Posted something in the suggestion forum, got a bunch of instant positive feedback. Figured I'd post it here.
I plan now on having a giant water/pump/mechanic powered computer. It will have the following:
Syncronous clocked, little-edian, alot like x86 architexture.
Giant water punchcards, same design likely to end up acting as both Ram and ROM
A 16 bit parallel bus
15 registers
128 bytes of L1 Cashe
no L2 cache unless I find it nessessary
256 maximum possible instructions/operations
As many floating point units as I can figure out how to squeeze together.
I'm Already working on the test computer "Tyro", just trying to find optimal ways to setup the bianary addition and subtraction units. Eg, the adder uses two XORs and two ANDs per bit. Its pretty much the most efficient gate useage, but Trying to shrink and combine all 4 is my chalange right now.
The one thing I really do need is someone who knows something about this to help me design the Floating Point unit. I don't even know where to start for that. And without it, division, Pi Calculations, Square roots, all of that nice stuff is out of the picture. As you can see that means considerably less programing options.

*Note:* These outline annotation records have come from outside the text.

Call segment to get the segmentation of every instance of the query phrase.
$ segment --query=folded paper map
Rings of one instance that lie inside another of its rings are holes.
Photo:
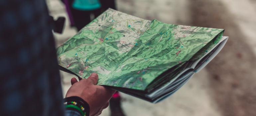
[[[169,24],[107,10],[57,48],[60,69],[156,103],[216,56],[223,29]]]

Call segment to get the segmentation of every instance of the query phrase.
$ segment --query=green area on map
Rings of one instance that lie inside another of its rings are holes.
[[[223,31],[146,20],[109,9],[57,48],[59,65],[81,78],[97,73],[98,85],[144,90],[165,71],[180,71],[202,56]]]

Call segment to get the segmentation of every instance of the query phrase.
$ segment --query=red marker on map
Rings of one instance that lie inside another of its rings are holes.
[[[180,53],[180,52],[181,52],[181,50],[180,50],[180,51],[178,51],[178,52],[177,52],[176,53],[176,54],[178,55],[178,54],[179,54],[179,53]]]

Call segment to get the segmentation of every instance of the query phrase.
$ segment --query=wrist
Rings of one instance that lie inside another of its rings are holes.
[[[81,98],[76,96],[64,99],[66,109],[76,111],[82,116],[89,116],[90,107],[88,103]]]

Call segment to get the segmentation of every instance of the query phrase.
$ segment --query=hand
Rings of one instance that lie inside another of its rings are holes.
[[[116,91],[101,86],[96,85],[98,76],[92,73],[87,79],[77,82],[75,78],[71,79],[72,86],[67,91],[66,97],[77,96],[86,101],[90,106],[90,115],[98,116],[107,107],[109,99]]]

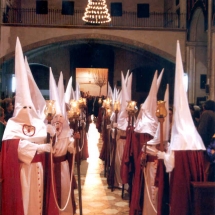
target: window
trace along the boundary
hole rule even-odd
[[[111,3],[111,16],[122,16],[122,3]]]
[[[137,17],[138,18],[149,17],[149,4],[137,4]]]

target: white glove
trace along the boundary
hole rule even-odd
[[[164,159],[165,158],[165,152],[158,151],[157,157],[158,157],[158,159]]]
[[[38,144],[37,146],[37,152],[42,153],[42,152],[50,152],[51,150],[51,144],[46,143],[46,144]]]
[[[74,134],[74,130],[71,128],[70,129],[70,136],[73,136],[73,134]]]
[[[74,142],[70,142],[70,144],[68,145],[67,150],[68,150],[68,152],[71,153],[71,154],[74,153],[74,150],[75,150]]]
[[[51,124],[46,125],[46,131],[50,134],[51,137],[53,137],[56,133],[55,128]]]
[[[114,128],[117,128],[117,122],[114,122],[114,123],[113,123],[113,127],[114,127]]]

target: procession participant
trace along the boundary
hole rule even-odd
[[[132,138],[132,151],[133,151],[133,159],[135,163],[135,175],[133,182],[133,190],[132,199],[131,199],[131,207],[130,207],[130,215],[135,214],[137,211],[140,213],[143,210],[143,188],[145,184],[142,183],[144,181],[141,159],[142,159],[142,147],[143,144],[153,138],[156,133],[156,129],[158,126],[157,117],[155,115],[156,107],[157,107],[157,91],[160,86],[160,82],[163,76],[163,71],[160,73],[157,78],[158,72],[156,71],[154,74],[154,78],[152,80],[151,88],[149,91],[149,95],[141,105],[136,123],[134,128],[134,134]],[[155,157],[151,156],[150,161],[153,163],[153,166],[157,167],[157,162]],[[147,165],[149,165],[147,163]],[[151,168],[147,168],[150,170]],[[153,181],[151,182],[153,184]],[[154,184],[153,184],[154,186]],[[141,192],[138,192],[141,190]],[[151,193],[151,192],[150,192]],[[144,204],[146,204],[144,202]],[[146,204],[147,205],[147,204]],[[152,210],[149,210],[152,211]]]
[[[29,88],[33,86],[28,82],[19,38],[15,77],[15,112],[7,122],[2,143],[2,214],[42,214],[43,152],[50,151],[50,144],[44,144],[46,125],[31,99]]]
[[[165,92],[165,108],[169,109],[169,87],[167,85]],[[155,136],[152,140],[147,142],[147,146],[143,147],[146,153],[146,166],[143,168],[144,175],[144,201],[143,214],[144,215],[166,215],[169,213],[169,176],[165,173],[163,161],[157,159],[157,153],[163,144],[163,149],[168,149],[169,140],[169,114],[164,118],[163,122],[163,143],[160,139],[160,124],[158,124]],[[146,148],[145,148],[146,147]]]
[[[117,123],[114,123],[114,127],[117,129],[116,135],[116,154],[115,154],[115,186],[122,187],[123,189],[129,189],[128,172],[124,172],[124,150],[126,147],[127,132],[132,132],[128,124],[128,113],[126,110],[127,102],[131,101],[131,90],[132,90],[132,73],[129,74],[127,71],[126,77],[121,72],[122,89],[120,92],[120,112],[117,117]],[[129,131],[127,131],[129,129]]]
[[[74,160],[70,170],[67,152],[74,153],[74,138],[70,130],[66,106],[64,101],[63,74],[60,73],[58,87],[56,86],[51,68],[50,68],[50,99],[55,101],[56,114],[51,124],[55,128],[56,134],[52,142],[52,155],[54,172],[52,172],[51,186],[54,186],[54,199],[60,215],[73,215],[75,213],[73,174]],[[73,158],[75,156],[73,155]],[[55,183],[53,183],[55,182]],[[53,187],[52,187],[53,188]],[[56,190],[56,192],[55,192]],[[46,208],[47,214],[52,214],[52,208]]]
[[[191,181],[204,181],[204,143],[190,114],[183,84],[183,63],[179,41],[176,49],[176,69],[173,104],[173,124],[170,152],[158,152],[170,174],[170,215],[192,214]]]

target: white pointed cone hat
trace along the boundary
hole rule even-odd
[[[107,98],[109,98],[109,99],[111,99],[113,101],[113,90],[112,90],[109,82],[108,82]]]
[[[43,142],[46,138],[46,126],[37,114],[31,99],[30,85],[23,56],[22,47],[17,38],[15,49],[16,100],[14,116],[7,122],[3,140],[26,139]],[[31,126],[25,131],[25,126]]]
[[[166,107],[166,110],[168,113],[168,111],[169,111],[169,85],[168,84],[166,87],[164,101],[165,101],[165,107]],[[167,114],[167,116],[164,119],[164,123],[163,123],[163,141],[164,142],[168,142],[168,140],[169,140],[169,126],[170,126],[169,114]],[[149,145],[160,144],[160,123],[158,124],[154,138],[152,140],[148,141],[147,144],[149,144]]]
[[[149,95],[145,102],[141,105],[134,131],[137,133],[147,133],[151,136],[155,135],[158,121],[155,115],[157,108],[157,71],[154,74]]]
[[[164,69],[161,70],[160,75],[158,76],[158,80],[157,80],[157,90],[159,90],[160,84],[161,84],[161,80],[163,77],[163,73],[164,73]]]
[[[80,93],[80,85],[78,82],[76,82],[76,88],[75,88],[75,100],[78,101],[81,97]]]
[[[203,141],[193,123],[187,94],[183,84],[183,64],[180,44],[177,41],[176,69],[173,103],[173,123],[171,133],[171,150],[205,150]]]
[[[70,77],[70,79],[68,81],[66,91],[64,94],[65,103],[69,104],[69,102],[71,100],[71,95],[72,95],[72,76]]]
[[[66,106],[65,106],[65,101],[64,101],[64,84],[63,84],[63,73],[60,72],[60,77],[58,80],[58,95],[59,95],[59,102],[61,105],[61,110],[62,110],[62,115],[65,117],[66,116]]]
[[[120,104],[121,110],[119,112],[118,119],[117,119],[117,128],[125,131],[128,126],[128,113],[126,111],[126,107],[127,107],[127,102],[130,101],[131,98],[129,97],[123,72],[121,72],[121,82],[122,82],[121,104]]]
[[[34,77],[32,75],[31,69],[28,64],[27,57],[25,57],[25,66],[26,66],[27,75],[28,75],[29,90],[30,90],[32,102],[34,104],[34,107],[38,115],[41,117],[41,119],[45,120],[46,116],[45,116],[44,110],[46,107],[46,101],[34,80]]]
[[[63,77],[62,77],[62,73],[60,75],[59,83],[58,83],[58,87],[57,87],[55,79],[54,79],[54,76],[53,76],[53,73],[52,73],[52,69],[50,68],[50,76],[49,76],[50,100],[54,100],[55,101],[55,109],[56,109],[56,114],[55,114],[53,120],[55,120],[55,117],[57,115],[62,115],[64,117],[63,129],[62,129],[61,133],[58,135],[58,139],[70,137],[69,124],[68,124],[67,118],[65,118],[65,116],[63,115],[63,108],[65,108],[64,100],[61,101],[60,98],[59,98],[59,92],[60,92],[60,94],[63,95],[63,98],[64,98],[64,92],[61,92],[62,89],[63,89]]]
[[[132,97],[132,92],[131,92],[132,91],[132,77],[133,77],[133,75],[131,73],[128,77],[127,84],[126,84],[129,100],[131,100],[131,97]]]

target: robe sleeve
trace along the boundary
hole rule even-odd
[[[70,137],[70,138],[69,138],[69,144],[68,144],[67,150],[68,150],[68,152],[71,153],[71,154],[74,153],[74,149],[75,149],[75,147],[74,147],[74,142],[75,142],[75,139],[74,139],[73,137]]]
[[[164,164],[166,166],[166,172],[172,172],[175,166],[175,154],[173,151],[168,151],[165,153]]]
[[[30,164],[37,152],[37,144],[28,140],[20,140],[18,146],[18,158],[23,163]]]

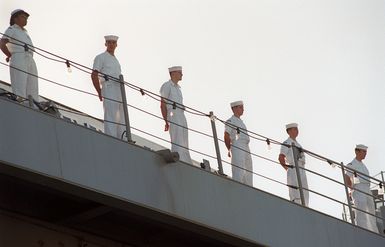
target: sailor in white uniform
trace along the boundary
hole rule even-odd
[[[369,176],[369,171],[365,164],[362,162],[362,160],[366,157],[367,149],[368,147],[365,145],[356,145],[356,158],[346,166],[347,168],[351,168],[353,170],[348,169],[346,171],[345,181],[352,191],[354,207],[375,215],[373,197],[362,193],[365,192],[370,195],[372,194],[370,191],[370,181],[367,177]],[[358,173],[355,173],[355,171]],[[370,231],[378,233],[376,218],[360,210],[354,210],[356,224]]]
[[[21,99],[29,95],[36,101],[39,96],[37,68],[33,59],[33,44],[24,28],[29,14],[22,9],[11,13],[10,27],[7,28],[0,41],[0,49],[10,62],[12,92]]]
[[[118,36],[104,36],[106,51],[94,59],[92,83],[104,107],[104,133],[122,138],[125,130],[124,112],[120,84],[121,67],[115,56]],[[105,76],[107,75],[107,76]]]
[[[160,109],[165,121],[164,131],[170,132],[171,151],[179,153],[179,159],[192,164],[188,147],[187,120],[184,115],[183,96],[179,81],[182,80],[182,67],[173,66],[168,69],[170,80],[160,88],[162,100]]]
[[[231,157],[233,179],[253,186],[253,162],[251,159],[246,125],[241,120],[244,106],[243,101],[230,104],[233,116],[226,121],[224,140]]]
[[[298,124],[296,123],[290,123],[286,125],[286,132],[289,135],[289,138],[284,141],[283,143],[286,145],[291,146],[292,143],[295,144],[295,146],[302,148],[302,146],[297,142],[297,136],[298,136]],[[295,187],[298,187],[298,179],[297,179],[297,173],[295,170],[295,164],[294,164],[294,156],[293,156],[293,150],[291,147],[282,145],[281,151],[278,157],[279,163],[282,165],[282,167],[287,171],[287,185],[292,185]],[[305,167],[305,154],[303,152],[299,153],[298,156],[298,166],[299,166],[299,174],[301,177],[301,183],[302,187],[304,188],[303,194],[305,199],[305,205],[309,205],[309,191],[306,190],[308,188],[307,184],[307,178],[306,178],[306,172],[305,170],[301,169]],[[291,167],[287,166],[289,164]],[[291,201],[296,202],[298,204],[301,204],[301,196],[299,189],[291,188],[289,187],[289,198]]]

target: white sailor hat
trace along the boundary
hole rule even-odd
[[[357,144],[356,145],[356,149],[360,149],[360,150],[367,150],[368,149],[368,147],[367,146],[365,146],[364,144]]]
[[[290,128],[298,128],[298,124],[297,123],[286,124],[286,129],[290,129]]]
[[[238,100],[238,101],[234,101],[234,102],[230,103],[231,108],[233,108],[234,106],[239,106],[239,105],[243,105],[242,100]]]
[[[107,40],[112,40],[112,41],[118,41],[119,37],[116,35],[106,35],[104,36],[104,39]]]
[[[23,13],[23,14],[26,14],[27,16],[29,16],[29,14],[22,9],[15,9],[14,11],[11,12],[11,16],[18,14],[18,13]]]
[[[182,66],[172,66],[168,68],[168,72],[182,71]]]

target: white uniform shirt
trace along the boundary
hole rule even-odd
[[[294,141],[290,137],[286,141],[284,141],[283,143],[290,145],[290,146],[292,143],[294,143],[297,147],[302,148],[302,146],[298,142]],[[294,157],[293,157],[293,151],[292,151],[291,147],[286,147],[286,146],[282,145],[280,154],[285,155],[286,162],[289,163],[289,165],[294,165]],[[306,163],[305,154],[303,152],[301,152],[298,164],[299,165],[305,165],[305,163]]]
[[[26,29],[21,28],[19,25],[14,24],[5,30],[5,33],[2,37],[2,39],[8,39],[9,43],[7,43],[8,50],[11,53],[19,53],[19,52],[25,52],[24,50],[24,44],[28,44],[30,46],[33,46],[31,37],[29,37],[28,32]],[[20,41],[19,41],[20,40]],[[16,44],[11,44],[16,43]],[[32,53],[32,48],[29,47],[28,50],[29,53]]]
[[[95,57],[93,69],[117,79],[119,79],[121,74],[121,67],[118,59],[107,51]],[[105,81],[103,75],[100,75],[100,81]]]
[[[232,143],[235,143],[237,141],[243,142],[243,143],[250,142],[250,137],[247,134],[246,125],[243,123],[243,121],[240,118],[233,115],[231,116],[231,118],[229,118],[226,121],[226,123],[227,124],[225,125],[225,131],[229,133]],[[239,134],[237,131],[237,127],[239,127],[239,130],[240,130]]]
[[[354,159],[354,160],[352,160],[352,162],[350,162],[346,166],[356,170],[357,172],[360,172],[362,174],[365,174],[365,175],[369,176],[368,168],[366,168],[365,164],[363,162],[361,162],[361,161],[358,161],[358,160]],[[354,176],[354,172],[351,171],[351,170],[346,171],[346,174],[349,177],[351,177],[351,178],[353,178],[353,176]],[[354,182],[353,188],[357,184],[367,184],[368,186],[370,185],[368,177],[360,175],[359,173],[357,173],[356,180],[357,180],[357,182]]]
[[[177,108],[183,107],[183,96],[180,86],[171,80],[163,83],[160,88],[160,95],[166,99],[167,103],[167,112],[173,110],[173,101],[177,103]],[[169,99],[169,101],[167,100]]]

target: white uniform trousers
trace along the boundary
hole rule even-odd
[[[305,189],[309,188],[308,184],[307,184],[307,177],[306,177],[305,170],[302,170],[300,168],[299,169],[299,174],[301,176],[302,187],[305,188]],[[294,166],[293,166],[293,168],[289,168],[287,170],[287,184],[298,187],[297,172],[296,172]],[[303,196],[305,198],[305,205],[309,206],[309,191],[308,190],[303,190]],[[300,196],[300,193],[299,193],[299,188],[298,189],[294,189],[294,188],[290,188],[289,187],[289,198],[290,198],[290,201],[293,201],[293,202],[296,202],[298,204],[301,204],[301,196]]]
[[[104,133],[122,139],[126,127],[119,83],[115,81],[103,82],[102,95],[104,97]]]
[[[188,150],[188,129],[184,112],[181,109],[175,109],[172,110],[172,114],[170,113],[168,114],[168,121],[170,124],[171,151],[179,153],[179,160],[192,164]]]
[[[253,163],[248,143],[236,141],[231,145],[231,164],[233,179],[253,186]]]
[[[365,193],[372,194],[368,184],[355,184],[356,189],[361,190]],[[357,190],[353,191],[352,194],[354,200],[354,207],[361,209],[365,212],[375,214],[373,197],[363,194]],[[354,210],[356,215],[356,224],[365,229],[378,233],[376,224],[376,217],[361,212],[360,210]]]
[[[34,100],[38,101],[37,68],[32,54],[29,52],[12,53],[10,66],[14,67],[9,70],[12,92],[24,99],[31,95]]]

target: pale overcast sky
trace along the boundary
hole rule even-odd
[[[364,143],[370,173],[385,170],[383,0],[2,0],[1,32],[16,8],[30,13],[26,28],[37,47],[91,67],[105,50],[103,36],[116,34],[126,81],[158,93],[168,80],[167,68],[182,65],[186,105],[227,119],[229,103],[241,99],[249,130],[283,141],[285,124],[298,122],[305,148],[346,164],[355,144]],[[38,55],[35,60],[40,76],[95,93],[89,75],[76,69],[69,74],[64,65]],[[9,82],[3,65],[0,79]],[[103,116],[96,97],[42,80],[40,95]],[[127,98],[160,116],[151,98],[130,89]],[[133,126],[169,138],[162,121],[129,110]],[[211,133],[207,118],[187,114],[187,120],[189,127]],[[223,125],[216,124],[222,138]],[[190,148],[215,154],[212,140],[195,133]],[[279,146],[268,150],[252,141],[251,150],[277,160]],[[253,163],[254,172],[286,181],[280,166],[256,157]],[[307,168],[341,180],[340,170],[311,157]],[[229,166],[225,172],[231,174]],[[308,180],[311,189],[344,201],[343,188],[310,174]],[[288,198],[286,187],[259,176],[254,186]],[[336,217],[342,213],[340,205],[314,194],[310,207]]]

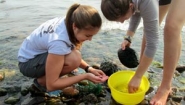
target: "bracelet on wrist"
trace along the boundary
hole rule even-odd
[[[86,72],[88,72],[88,71],[89,71],[89,67],[91,67],[91,66],[86,66],[84,70],[85,70]]]
[[[124,36],[124,40],[127,40],[129,43],[132,43],[132,37],[129,35]]]

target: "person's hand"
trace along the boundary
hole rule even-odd
[[[139,89],[140,83],[141,83],[141,78],[133,76],[128,84],[128,92],[129,93],[137,92]]]
[[[93,83],[102,83],[104,80],[101,76],[96,76],[93,73],[87,73],[87,79]]]
[[[121,43],[122,50],[125,50],[126,46],[130,47],[130,43],[127,40],[123,40]]]
[[[94,75],[96,76],[106,76],[105,73],[102,71],[102,70],[99,70],[99,69],[95,69],[93,67],[90,67],[89,68],[89,72],[93,73]]]
[[[109,77],[105,75],[105,73],[102,70],[89,68],[89,72],[93,73],[95,76],[98,76],[101,78],[101,82],[105,82]]]

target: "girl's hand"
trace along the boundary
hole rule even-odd
[[[105,82],[109,77],[105,75],[105,73],[102,70],[94,69],[92,67],[89,68],[89,72],[93,73],[95,76],[98,76],[101,78],[101,82]]]
[[[94,69],[93,67],[89,68],[89,72],[93,73],[96,76],[106,76],[102,70]]]
[[[101,77],[96,76],[96,75],[94,75],[92,73],[87,73],[87,79],[89,81],[92,81],[93,83],[101,83],[101,82],[103,82]]]
[[[141,78],[133,76],[128,84],[128,92],[129,93],[137,92],[140,86],[140,82],[141,82]]]
[[[125,50],[126,46],[130,47],[130,43],[127,40],[123,40],[121,43],[122,50]]]

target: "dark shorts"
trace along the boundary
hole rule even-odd
[[[159,6],[168,5],[171,3],[171,0],[159,0]]]
[[[48,53],[37,55],[27,62],[19,62],[20,72],[27,77],[39,78],[45,75],[45,65]]]

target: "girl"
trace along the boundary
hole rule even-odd
[[[98,11],[87,5],[72,5],[66,17],[54,18],[41,24],[22,43],[18,52],[20,72],[34,79],[40,91],[55,91],[87,79],[104,82],[105,74],[90,67],[79,49],[97,34],[102,24]],[[88,73],[60,78],[76,68]]]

Once the tests are completed "Deep Thought will be built on the west face of a crater lake I have in my world, There is apsolute maximum vertical difference, with every square being a big * for change in height. Then I'll build "Hactor" on the east side after revising and bug fixes. Beyond that the sky's the limit.
And just for the hell of it, I already have the shells of plans for giant screens made out of hatchs. A GPU and monitor if you will.